Building a Tech Trend Dashboard from Hacker News Data with Python

#python #webdev #tutorial #datascience

Every day, thousands of developers discuss emerging technologies on Hacker News. What if you could turn that firehose of discussion into a structured trend dashboard?

In this tutorial, we build a Python script that analyzes HN stories and comments to detect trending topics and visualize what the developer community cares about right now.

The Data Pipeline

We need stories and their comments. The official HN API gives you individual items, but fetching hundreds of stories plus nested comments is slow since each comment requires a separate HTTP call.

For bulk collection, I use the HN Stories + Comments Scraper on Apify which grabs full story metadata and comment trees in one run.

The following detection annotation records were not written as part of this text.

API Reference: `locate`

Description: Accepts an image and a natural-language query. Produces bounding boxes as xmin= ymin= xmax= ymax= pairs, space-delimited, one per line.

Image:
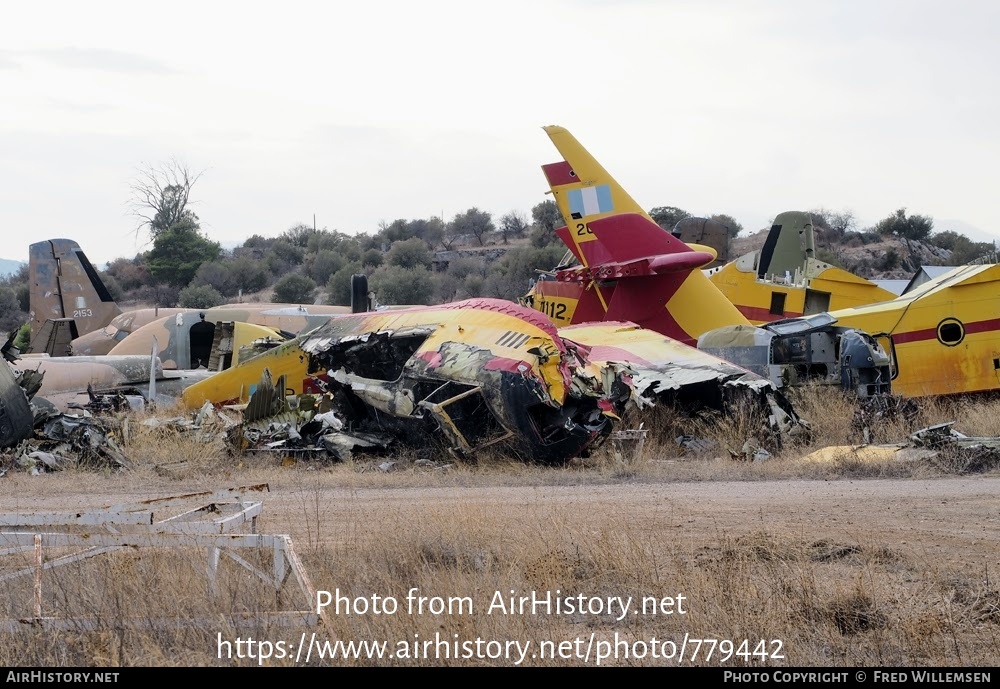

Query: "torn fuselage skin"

xmin=559 ymin=322 xmax=809 ymax=444
xmin=302 ymin=299 xmax=624 ymax=463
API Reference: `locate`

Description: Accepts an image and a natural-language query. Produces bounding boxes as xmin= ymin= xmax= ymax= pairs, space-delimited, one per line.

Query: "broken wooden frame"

xmin=0 ymin=484 xmax=319 ymax=632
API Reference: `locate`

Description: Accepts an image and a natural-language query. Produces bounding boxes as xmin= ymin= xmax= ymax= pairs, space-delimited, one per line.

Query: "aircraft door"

xmin=803 ymin=289 xmax=830 ymax=316
xmin=190 ymin=320 xmax=215 ymax=368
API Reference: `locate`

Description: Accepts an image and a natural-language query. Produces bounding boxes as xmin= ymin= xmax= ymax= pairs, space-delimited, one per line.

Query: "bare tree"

xmin=128 ymin=160 xmax=202 ymax=239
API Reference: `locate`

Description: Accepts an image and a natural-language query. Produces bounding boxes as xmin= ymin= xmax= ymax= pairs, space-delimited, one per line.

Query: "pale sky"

xmin=0 ymin=0 xmax=1000 ymax=262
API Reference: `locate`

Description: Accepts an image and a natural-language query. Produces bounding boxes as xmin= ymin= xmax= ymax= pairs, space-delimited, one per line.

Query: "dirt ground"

xmin=0 ymin=466 xmax=1000 ymax=666
xmin=7 ymin=471 xmax=1000 ymax=575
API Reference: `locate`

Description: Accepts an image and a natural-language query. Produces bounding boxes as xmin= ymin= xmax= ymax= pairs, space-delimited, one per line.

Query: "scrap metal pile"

xmin=0 ymin=299 xmax=808 ymax=468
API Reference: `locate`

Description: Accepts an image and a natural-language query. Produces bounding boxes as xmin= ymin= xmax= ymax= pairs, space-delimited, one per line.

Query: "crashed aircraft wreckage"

xmin=183 ymin=299 xmax=805 ymax=464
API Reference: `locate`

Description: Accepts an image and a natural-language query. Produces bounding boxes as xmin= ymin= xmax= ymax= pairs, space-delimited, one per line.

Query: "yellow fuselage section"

xmin=831 ymin=265 xmax=1000 ymax=397
xmin=709 ymin=254 xmax=896 ymax=325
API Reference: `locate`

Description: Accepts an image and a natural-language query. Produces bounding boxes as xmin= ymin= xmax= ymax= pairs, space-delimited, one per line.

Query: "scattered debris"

xmin=0 ymin=484 xmax=320 ymax=633
xmin=802 ymin=421 xmax=1000 ymax=474
xmin=851 ymin=395 xmax=920 ymax=444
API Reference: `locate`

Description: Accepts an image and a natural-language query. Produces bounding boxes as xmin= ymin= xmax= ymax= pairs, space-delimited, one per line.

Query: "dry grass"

xmin=0 ymin=503 xmax=1000 ymax=666
xmin=0 ymin=389 xmax=1000 ymax=666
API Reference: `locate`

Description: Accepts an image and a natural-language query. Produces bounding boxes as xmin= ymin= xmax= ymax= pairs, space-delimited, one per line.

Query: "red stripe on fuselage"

xmin=892 ymin=318 xmax=1000 ymax=344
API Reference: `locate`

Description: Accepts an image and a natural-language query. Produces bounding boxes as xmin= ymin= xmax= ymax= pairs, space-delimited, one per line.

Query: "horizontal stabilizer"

xmin=583 ymin=213 xmax=715 ymax=267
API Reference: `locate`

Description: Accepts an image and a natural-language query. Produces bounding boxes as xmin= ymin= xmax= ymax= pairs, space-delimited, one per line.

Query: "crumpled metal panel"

xmin=0 ymin=361 xmax=32 ymax=447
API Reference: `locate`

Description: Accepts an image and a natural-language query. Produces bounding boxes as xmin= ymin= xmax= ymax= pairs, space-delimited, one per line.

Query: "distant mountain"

xmin=0 ymin=258 xmax=24 ymax=277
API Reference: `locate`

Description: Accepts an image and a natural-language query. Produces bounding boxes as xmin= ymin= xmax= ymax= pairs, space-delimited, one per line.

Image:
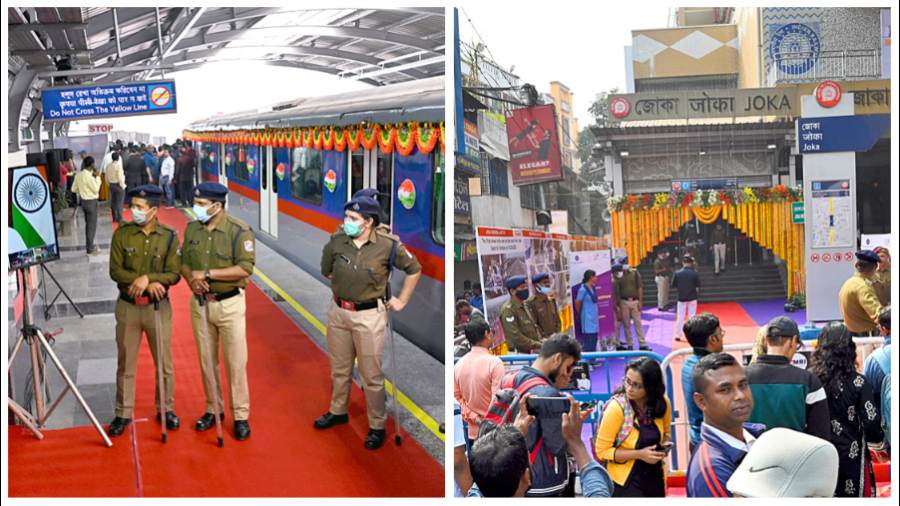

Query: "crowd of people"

xmin=454 ymin=249 xmax=891 ymax=497
xmin=62 ymin=139 xmax=197 ymax=255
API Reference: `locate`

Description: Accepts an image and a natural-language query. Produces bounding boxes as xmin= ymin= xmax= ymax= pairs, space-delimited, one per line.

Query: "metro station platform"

xmin=8 ymin=204 xmax=444 ymax=497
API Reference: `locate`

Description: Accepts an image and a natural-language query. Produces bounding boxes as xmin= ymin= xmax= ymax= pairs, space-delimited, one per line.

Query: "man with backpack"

xmin=863 ymin=306 xmax=891 ymax=445
xmin=479 ymin=334 xmax=581 ymax=497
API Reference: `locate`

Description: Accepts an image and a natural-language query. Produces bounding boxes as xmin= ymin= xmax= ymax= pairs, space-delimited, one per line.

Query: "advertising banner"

xmin=41 ymin=81 xmax=178 ymax=121
xmin=506 ymin=104 xmax=563 ymax=186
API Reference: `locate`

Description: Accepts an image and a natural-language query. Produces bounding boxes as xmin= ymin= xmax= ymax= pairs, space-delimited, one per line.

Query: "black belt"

But you can adapt this to any data source.

Assume we have our data as JSON:

stories = [
    {
        "title": "Show HN: I built a Rust web framework",
        "score": 342,
        "num_comments": 156,
        "comments": [
            {"text": "Really fast compared to Actix...", "score": 45},
            {"text": "How does this handle async?", "score": 23},
        ]
    },
]

Step 1: Extract Tech Keywords

Simple keyword extraction weighted by engagement:

import re
from collections import Counter

TECH_TERMS = {
    'rust', 'python', 'go', 'typescript', 'zig', 'kotlin',
    'react', 'vue', 'svelte', 'htmx', 'nextjs',
    'llm', 'gpt', 'claude', 'openai', 'transformer',
    'kubernetes', 'docker', 'wasm', 'sqlite', 'postgres',
}

def extract_trends(stories):
    weighted_counts = Counter()
    for story in stories:
        text = story['title'].lower()
        for c in story.get('comments', []):
            text += ' ' + c.get('text', '').lower()
        for term in TECH_TERMS:
            if re.search(r'\b' + term + r'\b', text):
                weight = story['score'] + story['num_comments']
                weighted_counts[term] += weight
    return weighted_counts.most_common(15)

Step 2: Detect Rising vs Falling Topics

Compare recent mentions against a baseline period:

from datetime import datetime, timedelta

def trend_momentum(stories, days_recent=7, days_baseline=30):
    now = datetime.now()
    recent_cutoff = now - timedelta(days=days_recent)
    baseline_cutoff = now - timedelta(days=days_baseline)
    recent, baseline = Counter(), Counter()

    for story in stories:
        ts = datetime.fromtimestamp(story.get('time', 0))
        terms = {t for t in TECH_TERMS
                 if re.search(r'\b' + t + r'\b', story['title'].lower())}
        if ts >= recent_cutoff:
            for t in terms: recent[t] += 1
        elif ts >= baseline_cutoff:
            for t in terms: baseline[t] += 1

    momentum = {}
    for term in TECH_TERMS:
        r = recent[term] / days_recent
        b = baseline[term] / (days_baseline - days_recent) or 0.001
        momentum[term] = r / b

    return (sorted(momentum.items(), key=lambda x: -x[1])[:5],
            sorted(momentum.items(), key=lambda x: x[1])[:5])

Step 3: Build the Dashboard

def print_dashboard(stories):
    trends = extract_trends(stories)
    rising, falling = trend_momentum(stories)

    print("=" * 50)
    print("  HN TECH TREND DASHBOARD")
    print("=" * 50)

    print("\nTOP TECHNOLOGIES (by weighted mentions):")
    for i, (term, score) in enumerate(trends[:10], 1):
        bar = "#" * min(score // 100, 30)
        print(f"  {i:2d}. {term:12s} {bar} ({score})")

    print("\nRISING:")
    for term, ratio in rising:
        if ratio > 1.2:
            print(f"  ^ {term} ({ratio:.1f}x baseline)")

    print("\nCOOLING:")
    for term, ratio in falling:
        if ratio < 0.8:
            print(f"  v {term} ({ratio:.1f}x baseline)")

Collecting Real Data

For production, here are your options:

HN Official API - Free, but slow for bulk. Good for under 50 stories.
HN Algolia API - Search-oriented, great for keyword queries.
Web scraping - Fragile, breaks when HN changes markup.
Pre-built scrapers - Tools like the Apify HN scraper handle pagination, rate limits, and comment tree traversal.

import requests

def fetch_hn_stories(query="python", hits=100):
    url = "http://hn.algolia.com/api/v1/search"
    params = {"query": query, "tags": "story", "hitsPerPage": hits}
    return requests.get(url, params=params).json()["hits"]

What You Can Build From Here

Weekly email digest of trending tech topics
Investment signal - track which technologies gain developer mindshare
Content planning tool - write about what devs are actively discussing

The code runs in under a second on a few hundred stories. For continuous monitoring, throw it in a cron job with a SQLite database. Happy trend hunting!